“I believe if there’s any kind of God it wouldn’t be in any of us, not you or me but just this little space in between. If there’s any kind of magic in this world it must be in the attempt of understanding someone sharing something.”
(R. Linklater, Before Sunrise)
This is one of my favorite quotes from any movie. To interpret this without the religious context, I see it as a way to establish the meaning of art. If art is ever to exist, it would not lie within us but in the spaces between what exists. I am fascinated not only by the artistic works but also by the beautiful connection it creates with people, things, and concepts. In light of the development of AI and my interest in music and media art, I want to explore the current technology that offers connections between AI and music, color, and emotion. Further research on this topic could provide further insights into the relationship between the different mediums of arts through the lens of AI, and potentially be a part of the future AI visual incorporated into music.
With the current technology available, I looked into a machine-learning model developed by a researcher named Theodoros Giannakopoulos. This ML model maps audio to emotional classes. It uses Spotify (Stotify’s API) for mood detection and plots the emotion on a valence and energy chart. On the chart, valence is on the x-axis and energy is on the y-axis. Valence refers to how positive or negative the emotion is and energy refers to the energy level of the song. The values are on a continuous -1 to 1 range. This machine-learning model has been trained with over 5000 songs. For each time it analyzes on time, the model takes a 5-second segment of a song. The audio signals are processed in 8K, 16K, and 32K. The model uses PyAudioAnalysis to extract 130 statistical audio features per segment into 130 dimension feature vectors.

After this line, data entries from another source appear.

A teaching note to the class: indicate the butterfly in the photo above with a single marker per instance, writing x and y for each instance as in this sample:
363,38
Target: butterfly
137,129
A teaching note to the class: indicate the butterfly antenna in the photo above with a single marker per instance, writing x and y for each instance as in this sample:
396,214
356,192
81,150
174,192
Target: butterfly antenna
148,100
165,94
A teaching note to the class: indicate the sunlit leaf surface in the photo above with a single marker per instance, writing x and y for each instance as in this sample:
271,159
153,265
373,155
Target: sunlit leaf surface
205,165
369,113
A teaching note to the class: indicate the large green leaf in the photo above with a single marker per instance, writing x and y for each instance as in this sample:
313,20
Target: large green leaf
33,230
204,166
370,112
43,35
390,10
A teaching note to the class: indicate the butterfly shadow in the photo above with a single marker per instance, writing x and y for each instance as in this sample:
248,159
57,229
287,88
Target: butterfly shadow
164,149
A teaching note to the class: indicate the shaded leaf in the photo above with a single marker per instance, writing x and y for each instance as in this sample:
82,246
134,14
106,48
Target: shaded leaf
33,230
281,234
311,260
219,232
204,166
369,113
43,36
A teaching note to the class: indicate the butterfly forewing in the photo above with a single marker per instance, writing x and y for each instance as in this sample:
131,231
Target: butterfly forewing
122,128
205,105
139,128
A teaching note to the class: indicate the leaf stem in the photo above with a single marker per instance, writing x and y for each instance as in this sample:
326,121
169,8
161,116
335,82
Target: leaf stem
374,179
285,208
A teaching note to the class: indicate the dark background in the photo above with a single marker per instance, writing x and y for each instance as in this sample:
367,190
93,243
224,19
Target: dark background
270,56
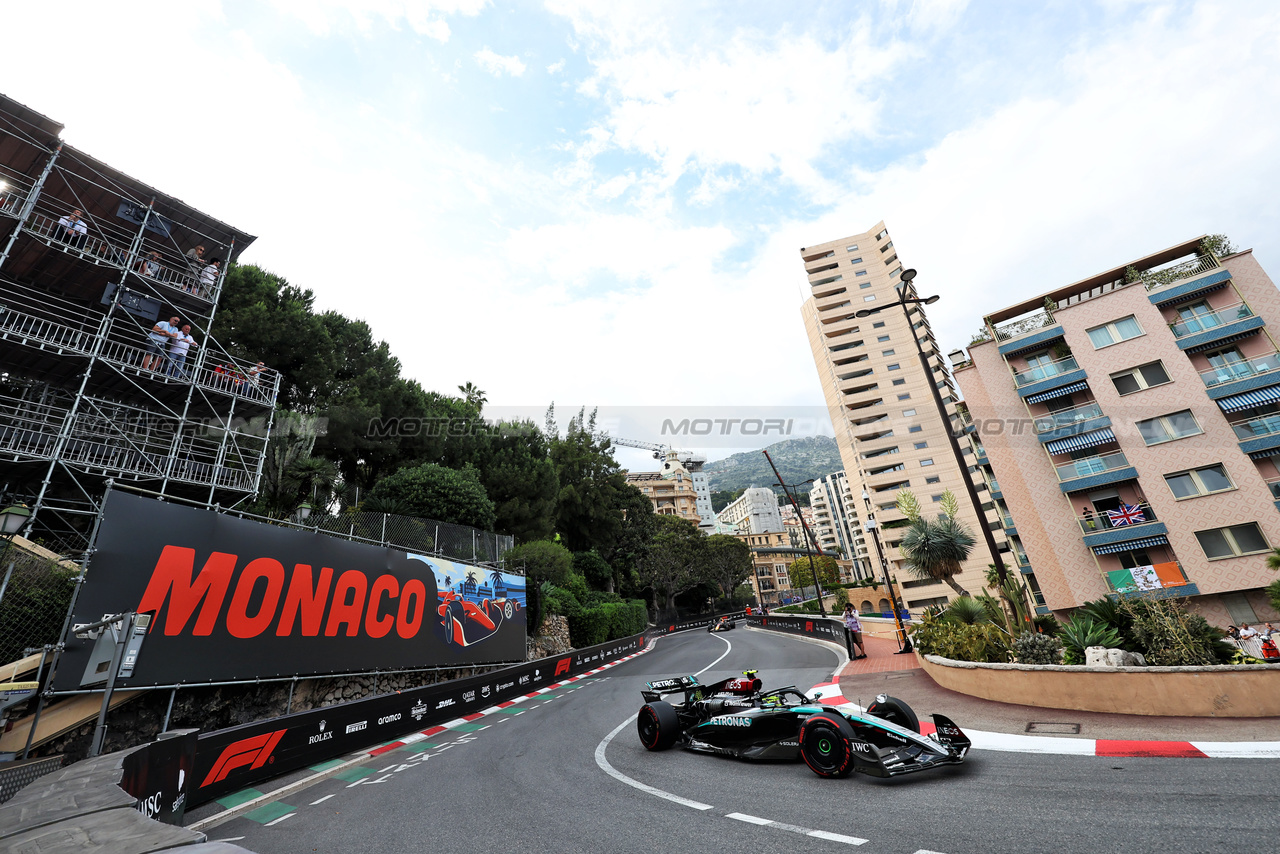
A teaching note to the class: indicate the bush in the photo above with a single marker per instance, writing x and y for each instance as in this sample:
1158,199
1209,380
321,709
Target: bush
1032,648
981,642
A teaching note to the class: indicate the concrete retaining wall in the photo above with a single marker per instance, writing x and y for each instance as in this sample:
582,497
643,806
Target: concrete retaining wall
1243,690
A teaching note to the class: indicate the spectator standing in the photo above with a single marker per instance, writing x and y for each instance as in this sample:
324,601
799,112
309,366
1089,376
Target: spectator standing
72,229
158,343
178,351
853,633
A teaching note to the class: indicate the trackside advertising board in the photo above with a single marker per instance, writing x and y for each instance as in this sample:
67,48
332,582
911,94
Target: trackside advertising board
814,626
234,599
231,759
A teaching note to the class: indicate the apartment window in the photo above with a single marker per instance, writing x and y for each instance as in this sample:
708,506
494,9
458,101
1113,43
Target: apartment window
1139,378
1198,482
1114,332
1230,542
1166,428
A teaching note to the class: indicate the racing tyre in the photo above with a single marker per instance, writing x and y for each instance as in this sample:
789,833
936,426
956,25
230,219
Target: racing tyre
895,711
658,725
824,745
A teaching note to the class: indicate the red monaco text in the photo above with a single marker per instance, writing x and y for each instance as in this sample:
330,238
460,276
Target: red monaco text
295,603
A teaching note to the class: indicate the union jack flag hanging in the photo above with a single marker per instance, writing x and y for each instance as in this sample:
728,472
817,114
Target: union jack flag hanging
1127,515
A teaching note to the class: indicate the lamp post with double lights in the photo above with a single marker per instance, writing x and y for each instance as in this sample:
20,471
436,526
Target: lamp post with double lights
903,300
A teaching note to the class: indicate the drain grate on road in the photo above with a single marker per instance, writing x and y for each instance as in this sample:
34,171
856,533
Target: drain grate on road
1048,727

However, as stated by the research itself, this emotion classification is only 70% accurate while the valence is only around 55% accurate. Additionally, there isn’t deeper research on the psychological factor of the color representation of the emotion. Therefore, I would like to test the model’s accuracy in emotion detection and color representation.
There has been previous research on the relationship between the association with different musical genres. Research K. L. Whiteford has interviewed an extensive amount of people and formed a color palette of different colors that people associated with the respective genre. She has also created a valence arousal chart for different genres of music.
However, I want to take this concept further by doing this experiment on people while also having a comparison to the results that AI produces.
For the experiment, I first created a document questionnaire to send people online (sample questionnaire: https://bit.ly/3JRJJLc). In this questionnaire, there are 30-second samples of 4 different songs to be listened to from 4 different genres. The listeners much first plot the emotion of the songs on the valence-chart chart. The points in which the listeners plotted would be compared in vector difference with the AI’s average coordinate given the same sample. The vector difference will be calculated using the equation for vector difference.
Then, the listener will be asked to give the emotion pinned a color. This color will be compared to the color produced by the AI at its average point.
The color difference will be calculated by comparison in RGB difference using the delta E 94 equation.
In this questionnaire, there are introductions and instructions on the questionnaire to make sure the participants are well aware of why I’m conducting my research, how the valence-arousal chart works, and how to plot points and use colors. There are also advice and instructions on how to customize the colors more uniquely to achieve less bias on the color. Additionally, there the whole questionnaire is in black and white and the song links are given with no visuals. This is done to avoid color and visual bias when the participants are listening to the music, generating a more emotional response with the connection to color.
The four songs that are used for my experiments are of different 4 different genres with a relative difference in valence level and arousal level. The first song is a lofi/jazz song named Neopolitin by Guustavv. The song has a slow tempo with a looped beat. The second song is an alternative rock/metal song by the 1975. The third song is a future funk song by the artist Night Tempo. The fourth song is an indie folk song named by Pheobe Bridgers.
Throughout the four songs, the average vector distance was 0.69. Given the maximum vector distance of 2.83, the accuracy of the AI’s emotion detection is around 77%. This is quite impressive for the AI.
However, when we look closely at the results of the AI for each song, we can detect its weakness. The AI has difficulty detecting the ‘relaxed’ emotion– high valence but low arousal. In the first song where most people put their answer in the bottom right quadrant, the AI puts it in the bottom left. This shows that AI easily confuses low arousal as automatically being low low valence. Additionally, AI also has a lower tendency than humans in choosing high-energy emotions.
The human results of emotion detection were also ambiguous depending on the song. The results from the alternative punk/metal song, where it would sound were ambiguous as 4 put them in the high energy-low valence box while 3 other candidates put it in the high energy-high valence.
Taking a closer look at each color the participants have chosen, we can see interesting patterns and disparities.
The 2nd song, which conventionally would sound rather aggressive, has a more unanimous choice of deeper richer red-ish colors. This shows that high-energy aggression is more likely to be associated with darker redder colors. Then on the 3rd song, many participants picked a bright pink color. This could be associated with the genre of future funk which incorporates much of pink visual themes. Then on the 4th song, there’s an uncanny resemblance between the color palette of the album cover and the colors the participants have picked. Due to this song being quite famous, the audience could’ve already been familiarised with the artwork of the album and subconsciously picked the colors that were related. Therefore, if an AI model was to be developed in translating emotion detection to visuals, it is important to incorporate the online data of the color of the associated artwork and visuregardingd to the genre.
The emotion color result of using the Delta E (94) equation shows that the color difference that the AI generated compared to the human picked shows the slightest difference in the 4th song and the most difference in the 2nd song.
To summarize this experiment, was a good introduction to the investigation of the relationship between emotion, color, music, and AI. However, for further improvement, I would need to ask more candidates and have a wider range of music. Next time, I should survey people further on who they are based on where they are from, the genres they listen to, and how they feel that day. This then could help me detect further patterns from the data to the emotion and color response. Then I would like to input the data on songs, people’s perception of the songs, and further personal information to create a visual performance.